BIBA, which runs its own annual insurance conference that regularly attracts thousands of attendees, said it “welcomes” the Sexism in the City inquiry, with its team having been involved in some of the sessions.
“We support any activity that helps people to feel comfortable about raising any concerns they have about inappropriate behaviour, and this also translates across to any events we host,” the BIBA spokesperson said.
The spokesperson pointed to ESG and ED&I being a standing agenda item of all its board and advisory meetings and having an ESG main board director as examples of “practicing what we preach”. It further pointed to FCA and Prudential Regulatory Authority (PRA) efforts as having the potential to result in more inclusive behaviours.
BIBA has “not had any matters reported to us either during or since any of our events”, the spokesperson said.
“Ahead of BIBA conferences we are explicit in communications with our attendees about expected conduct, stressing the behaviours that will not be tolerated and which would result in appropriate action against anyone demonstrating such behaviour,” the BIBA spokesperson said. “We also make it very easy for anyone attending a conference to report any behaviour that they feel uncomfortable with.”

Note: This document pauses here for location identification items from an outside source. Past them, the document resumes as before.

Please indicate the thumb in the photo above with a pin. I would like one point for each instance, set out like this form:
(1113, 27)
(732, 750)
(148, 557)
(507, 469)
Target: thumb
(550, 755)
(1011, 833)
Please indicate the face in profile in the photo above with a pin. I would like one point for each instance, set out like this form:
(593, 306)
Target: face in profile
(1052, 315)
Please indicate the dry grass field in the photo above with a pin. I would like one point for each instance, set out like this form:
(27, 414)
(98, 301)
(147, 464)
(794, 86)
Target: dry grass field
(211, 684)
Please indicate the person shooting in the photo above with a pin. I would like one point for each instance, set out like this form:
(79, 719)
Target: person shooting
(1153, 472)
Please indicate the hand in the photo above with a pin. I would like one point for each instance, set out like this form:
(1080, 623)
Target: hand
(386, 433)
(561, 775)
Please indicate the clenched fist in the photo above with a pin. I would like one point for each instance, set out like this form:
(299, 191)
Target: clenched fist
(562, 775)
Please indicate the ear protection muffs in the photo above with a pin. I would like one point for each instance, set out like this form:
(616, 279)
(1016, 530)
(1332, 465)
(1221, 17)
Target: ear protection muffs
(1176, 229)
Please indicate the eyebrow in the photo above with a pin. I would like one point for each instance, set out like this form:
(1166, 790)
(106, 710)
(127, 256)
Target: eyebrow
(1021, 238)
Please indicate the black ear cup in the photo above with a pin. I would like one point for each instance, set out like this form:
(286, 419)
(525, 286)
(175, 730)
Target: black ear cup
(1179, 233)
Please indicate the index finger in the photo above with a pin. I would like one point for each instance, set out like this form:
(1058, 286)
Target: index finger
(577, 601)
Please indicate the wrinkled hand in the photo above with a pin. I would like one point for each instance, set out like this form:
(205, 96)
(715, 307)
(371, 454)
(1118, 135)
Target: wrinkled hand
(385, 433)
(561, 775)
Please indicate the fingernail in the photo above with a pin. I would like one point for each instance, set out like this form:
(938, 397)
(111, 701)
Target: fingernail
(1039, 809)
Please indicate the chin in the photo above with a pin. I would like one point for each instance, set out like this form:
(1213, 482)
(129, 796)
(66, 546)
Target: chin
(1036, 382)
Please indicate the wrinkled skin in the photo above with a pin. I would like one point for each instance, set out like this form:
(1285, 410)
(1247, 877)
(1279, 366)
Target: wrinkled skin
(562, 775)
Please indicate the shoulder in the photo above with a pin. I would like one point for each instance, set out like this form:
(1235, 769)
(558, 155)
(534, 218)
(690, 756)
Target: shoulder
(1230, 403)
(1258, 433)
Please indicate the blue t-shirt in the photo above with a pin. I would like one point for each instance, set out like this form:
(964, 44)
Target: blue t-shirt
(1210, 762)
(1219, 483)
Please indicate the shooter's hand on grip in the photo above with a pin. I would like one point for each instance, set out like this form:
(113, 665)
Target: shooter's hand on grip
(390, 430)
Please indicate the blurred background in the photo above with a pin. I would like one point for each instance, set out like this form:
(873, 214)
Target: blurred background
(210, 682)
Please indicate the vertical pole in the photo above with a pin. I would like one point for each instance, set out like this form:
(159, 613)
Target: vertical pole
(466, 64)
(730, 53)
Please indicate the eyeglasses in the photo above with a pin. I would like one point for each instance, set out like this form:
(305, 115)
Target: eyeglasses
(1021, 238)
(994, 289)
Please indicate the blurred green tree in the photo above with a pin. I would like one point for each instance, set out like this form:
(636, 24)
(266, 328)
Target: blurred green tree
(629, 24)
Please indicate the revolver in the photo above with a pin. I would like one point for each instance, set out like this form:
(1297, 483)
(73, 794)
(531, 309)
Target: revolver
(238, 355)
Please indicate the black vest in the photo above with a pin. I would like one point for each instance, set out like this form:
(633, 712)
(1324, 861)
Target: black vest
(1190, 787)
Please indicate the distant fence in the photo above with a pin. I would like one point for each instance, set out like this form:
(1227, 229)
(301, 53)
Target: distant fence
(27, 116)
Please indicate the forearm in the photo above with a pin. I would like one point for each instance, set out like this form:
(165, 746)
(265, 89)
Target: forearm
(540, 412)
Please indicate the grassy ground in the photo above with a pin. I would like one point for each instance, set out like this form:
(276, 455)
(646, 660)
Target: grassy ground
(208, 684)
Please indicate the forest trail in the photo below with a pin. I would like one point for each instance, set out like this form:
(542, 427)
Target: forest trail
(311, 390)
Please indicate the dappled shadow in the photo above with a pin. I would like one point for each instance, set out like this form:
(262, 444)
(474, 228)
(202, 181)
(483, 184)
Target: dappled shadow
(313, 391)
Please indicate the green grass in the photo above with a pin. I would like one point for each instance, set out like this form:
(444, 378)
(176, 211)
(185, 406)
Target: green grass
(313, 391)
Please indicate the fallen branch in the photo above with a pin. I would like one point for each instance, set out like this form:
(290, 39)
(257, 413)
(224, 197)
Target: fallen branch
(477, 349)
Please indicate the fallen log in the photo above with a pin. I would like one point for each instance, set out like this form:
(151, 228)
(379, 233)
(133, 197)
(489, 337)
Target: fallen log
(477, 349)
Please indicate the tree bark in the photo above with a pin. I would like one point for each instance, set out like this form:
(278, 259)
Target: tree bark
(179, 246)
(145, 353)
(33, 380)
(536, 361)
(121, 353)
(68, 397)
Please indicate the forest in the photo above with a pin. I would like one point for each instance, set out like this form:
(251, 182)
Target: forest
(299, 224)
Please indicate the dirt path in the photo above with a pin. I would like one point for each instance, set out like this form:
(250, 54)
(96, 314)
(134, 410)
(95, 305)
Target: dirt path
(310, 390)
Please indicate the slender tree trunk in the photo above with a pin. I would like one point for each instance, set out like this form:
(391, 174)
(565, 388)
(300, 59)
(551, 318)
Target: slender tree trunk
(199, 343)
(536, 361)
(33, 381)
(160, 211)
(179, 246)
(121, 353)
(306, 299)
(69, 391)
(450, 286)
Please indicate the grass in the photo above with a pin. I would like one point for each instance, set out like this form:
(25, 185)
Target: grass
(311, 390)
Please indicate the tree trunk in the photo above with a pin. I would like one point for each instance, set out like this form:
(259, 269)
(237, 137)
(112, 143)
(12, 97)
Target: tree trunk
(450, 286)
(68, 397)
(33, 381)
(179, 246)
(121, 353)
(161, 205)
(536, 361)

The insurance industry has previously hit headlines over sexism and sexual harassment in the City, with one insider having compared London’s insurance district to a “meat market”, Bloomberg Businessweek reported in 2019. That year, 8% of respondents to a Lloyd’s survey said they had witnessed sexual harassment in the insurance market.
Under increasing pressure, insurance industry participants and groups have moved to tackle sexism and sexual harassment, including through whistleblowing improvements, culture initiatives and, at Lloyd’s, a daytime drinking ban.
Other initiatives have been launched in a bid to cut down the gender pay gap, which sits at 23% for insurers according to the ABI, and achieve gender parity in senior leadership roles, with women now making up 32% of board positions and filling 29% of executive roles – a proportion described by Braun as still “pretty poor”.
Despite the metrics demonstrating some progress on gender balance, as of 2023 more than a third of insurance workers had witnessed discrimination in the insurance industry with drinking culture and excessive alcohol consumption adding to opportunities for perpetrators to commit harassment, a recent University of Nottingham study found.